Cox was eventually released in July 2015 when he was arrested for domestic violence for the second time in less than a year. Irving, meanwhile, stayed out of trouble, but was signed off the Chiefs’ practice squad by the Cowboys in September 2015.
Chiefs chairman Clark Hunt said during training camp last summer that the Chiefs don’t have a hard-and-fast policy for bringing in players who have had trouble with the law because “every situation is different.”
“It’s up to John (Dorsey) and his staff to do the research when the player has an incident and make a judgement call on as to whether it’s going to work out,” Hunt said at the time. “That particular situation (with Cox), it didn’t, but John is very aware that we don’t want guys who are going to be a problem in the community with the Kansas City Chiefs, and as a result, he and his team have to do a lot of work.”
And when the Chiefs first brought Cox in, Reid said they did their background work on him, just like they’re saying now.
“John and I talk about it, and he knows that we want to be a leader in the NFL, not a team that has a lot of guys that are getting in trouble,” Hunt said. “It’s up to him to make those decisions within the parameters I allow him to do that.”
With Hunt’s desire’s clear — and the fact Hunt was consulted on the Hill decision — there appears to be plenty, including the team’s credibility, to an extent, staked on Hill not getting into any more trouble.
So why even take the risk? Well Reid insists there’s a human element involved. He noted that he went through a similar situation with Michael Vick, who signed with the Eagles in 2009 after he became the object of scorn for dogfighting.
“He’s been under the gun, just like this, and all eyes were on him,” Reid said of Vick. “He tried to come out of prison and right the wrong; I saw that and was sensitive to it and gave him a second chance. It was the greatest thing to ever happen to anti-dogfighting, and he’s been on a mission to help stop that.
“Every situation is different, and you’ve got to study it, see the person and see the heart that belongs to that person.”
Both Reid and Dorsey insist their mission of bringing good people, not just good players, into the organization has not been changed by the addition of Hill.

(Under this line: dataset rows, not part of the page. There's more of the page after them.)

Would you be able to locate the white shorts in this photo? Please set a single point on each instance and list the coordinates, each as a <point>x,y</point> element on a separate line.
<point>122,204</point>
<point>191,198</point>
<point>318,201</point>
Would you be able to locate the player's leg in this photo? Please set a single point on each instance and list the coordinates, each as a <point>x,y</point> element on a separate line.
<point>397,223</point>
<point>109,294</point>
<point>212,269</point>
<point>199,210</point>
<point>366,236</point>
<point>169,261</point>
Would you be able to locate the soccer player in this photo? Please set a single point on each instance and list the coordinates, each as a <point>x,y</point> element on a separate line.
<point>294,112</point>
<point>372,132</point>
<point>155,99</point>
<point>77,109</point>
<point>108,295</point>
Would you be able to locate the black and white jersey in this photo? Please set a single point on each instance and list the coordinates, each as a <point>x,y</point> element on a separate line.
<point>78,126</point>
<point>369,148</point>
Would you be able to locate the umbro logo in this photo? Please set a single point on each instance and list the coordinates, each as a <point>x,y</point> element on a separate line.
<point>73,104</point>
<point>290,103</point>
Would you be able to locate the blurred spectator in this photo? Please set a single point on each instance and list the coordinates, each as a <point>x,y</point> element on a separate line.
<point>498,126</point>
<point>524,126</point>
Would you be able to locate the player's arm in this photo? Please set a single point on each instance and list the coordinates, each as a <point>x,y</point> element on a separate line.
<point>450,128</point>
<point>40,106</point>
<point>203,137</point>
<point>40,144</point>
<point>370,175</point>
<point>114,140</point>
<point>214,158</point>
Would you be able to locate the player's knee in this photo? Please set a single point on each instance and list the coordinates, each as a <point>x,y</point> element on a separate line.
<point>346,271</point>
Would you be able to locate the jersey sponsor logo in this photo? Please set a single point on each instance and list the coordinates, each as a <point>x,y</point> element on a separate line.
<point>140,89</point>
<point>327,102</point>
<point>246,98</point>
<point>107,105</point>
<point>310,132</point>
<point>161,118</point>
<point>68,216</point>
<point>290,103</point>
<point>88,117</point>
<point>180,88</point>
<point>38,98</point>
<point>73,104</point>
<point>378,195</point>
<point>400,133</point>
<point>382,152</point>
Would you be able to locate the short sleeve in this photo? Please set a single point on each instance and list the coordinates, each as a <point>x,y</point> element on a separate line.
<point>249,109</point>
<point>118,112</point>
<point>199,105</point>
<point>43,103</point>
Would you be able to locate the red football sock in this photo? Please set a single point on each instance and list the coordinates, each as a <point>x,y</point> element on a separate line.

“I believe words mean something, I really do,” Dorsey said. “And I’ve said early on, I was going to bring guys with character in here, guys that were going to be good people in this community. I said that when I first got here, and I still mean that.”
Reid added: “We think there will be a positive end to this. And I just ask that we let the young man get on with his work and life and help encourage him so we can get a positive out of this. That would be great for humanity itself, and then whatever he does on the football field is icing on the cake.
“So it can be a win-win, bringing him to this great city of Kansas City.”